Piper Plastics develops ultrahigh-performance, injection moldable thermoplastic composite

Piper Plastics' Kyron MAX line of thermoplastics is injection moldable and is said to offer strength similar to prepregged composites, but in a faster, more consistent process.

Piper Plastics (Chandler, Ariz., USA) reports that it has developed Kyron MAX, a new line of injection-moldable thermoplastic composites that are said to bridge the performance gap between standard injection molding compounds and prepreged composites. Targeted markets include aerospace, automotive, industrial, oil and gas and medical.

The new line includes three series with progressively higher tensile properties because of the fillers used, respectively, as follows: Series S includes PEEK, PPS, PEI, PPA, and nylon 6/6 reinforced with the company’s proprietary MAX fibers and sizing technology and targeted to replace aluminum, cast iron and magnesium; Series ES and Series XS are comprised of PEEK and PPA reinforced with MAX fibers, glass fibers and carbon fibers.  Series ES is targeted to replace steel, aluminum, cast iron and magnesium whereas XS can replace titanium, stainless steel, steel, aluminum, cast iron and magnesium. According to materials engineering manager Dave Wilkinson, Series S materials are designed for conventional injection molding, whereas ES and XS are designed for proprietary high-pressure molding technology developed by the company.

Wilkinson says the MAX fibers are commercially available and "carbon-like" and range from short (1 mm) to long (20 to 25 mm). Piper's proprietary molding system, he says, uses a custom-designed low-shear injection system that offers fiber length retention of 50 to 85 percent. The company's high-pressure molding system, he says, offers injection pressures "greater than standard injection molding" and can mold parts up to 2 inches/50.8 mm thick. The key technology of Kyron MAX, says Wilkinson, is the sizing, which he says maximizes the fiber/resin bonding strength.

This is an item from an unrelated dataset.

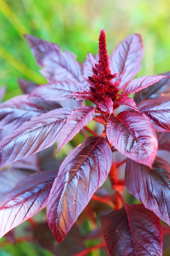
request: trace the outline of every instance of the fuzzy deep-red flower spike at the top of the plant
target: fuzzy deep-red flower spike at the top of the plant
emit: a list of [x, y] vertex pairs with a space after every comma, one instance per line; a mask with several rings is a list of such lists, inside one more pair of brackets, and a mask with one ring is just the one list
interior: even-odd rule
[[109, 67], [109, 56], [106, 48], [106, 34], [102, 28], [99, 36], [99, 61], [93, 67], [93, 76], [88, 76], [91, 83], [91, 93], [95, 99], [100, 102], [105, 98], [111, 98], [113, 101], [117, 97], [119, 81], [111, 82], [118, 73], [111, 74]]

Among the key features of the Kyron MAX materials are higher-than-steel tensile strength at more than 100,000 psi, weight that is nearly 75 percent less than steel and about 60 percent less than titanium, and the ability to mold components in a high-volume, tightly controlled process that significantly reduce the manufacturing costs associated with prepregged composites. Wilkison notes that Piper was able to replace an automotive component previously made of nylon 66 reinforced with 60 percent long-glass fiber loading, with a nylon 66 reinforced with 20 percent MAX fiber, resulting in 25 percent lower weight and more ductility. Potential interior automotive applications include screws and nuts and bracketing as well as underhood components. 

Working with two aerospace companies and using a material from the XS Series, the company developed a ¼ in., single #10 plastic screw based on titanium screw geometry which can hold a load of more than 700 lb/318 kg and is half the weight of the titanium screw.

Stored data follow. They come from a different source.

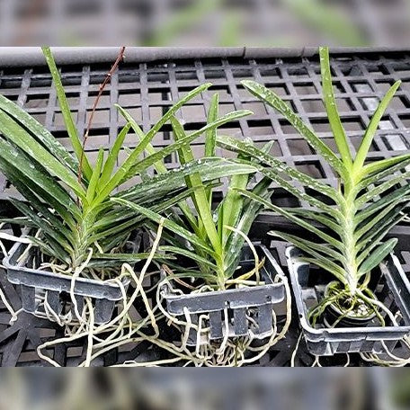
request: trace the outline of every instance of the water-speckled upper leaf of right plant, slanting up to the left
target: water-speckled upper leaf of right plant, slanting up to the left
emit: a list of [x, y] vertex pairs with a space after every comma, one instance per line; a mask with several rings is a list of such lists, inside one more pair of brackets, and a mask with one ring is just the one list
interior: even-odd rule
[[299, 133], [306, 138], [307, 142], [313, 147], [318, 154], [323, 156], [325, 160], [334, 167], [334, 170], [341, 176], [347, 176], [347, 170], [343, 162], [334, 155], [334, 152], [325, 145], [325, 143], [316, 136], [316, 134], [307, 127], [307, 125], [300, 120], [298, 115], [293, 112], [289, 105], [281, 100], [281, 97], [274, 94], [271, 90], [263, 85], [255, 83], [254, 81], [244, 80], [241, 84], [252, 94], [258, 97], [265, 103], [268, 103], [276, 110], [280, 111], [289, 121], [290, 124], [299, 131]]

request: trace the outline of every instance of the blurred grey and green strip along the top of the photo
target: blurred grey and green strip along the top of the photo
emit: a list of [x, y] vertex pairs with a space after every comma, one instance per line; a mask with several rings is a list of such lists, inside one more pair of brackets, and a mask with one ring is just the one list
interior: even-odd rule
[[410, 0], [0, 0], [0, 45], [406, 46]]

Piper is not a compounder and is not selling the Kyron MAX. The company is a parts fabricator and offers molding and machining services. Primary markets and applications include medical equipment, medical devices, implants; aerospace clips/fasteners/brackets/pass-throughs; oil and gas; electronics; recreation; automotive. The company has four facilities, three in the U.S. and one in Thailand.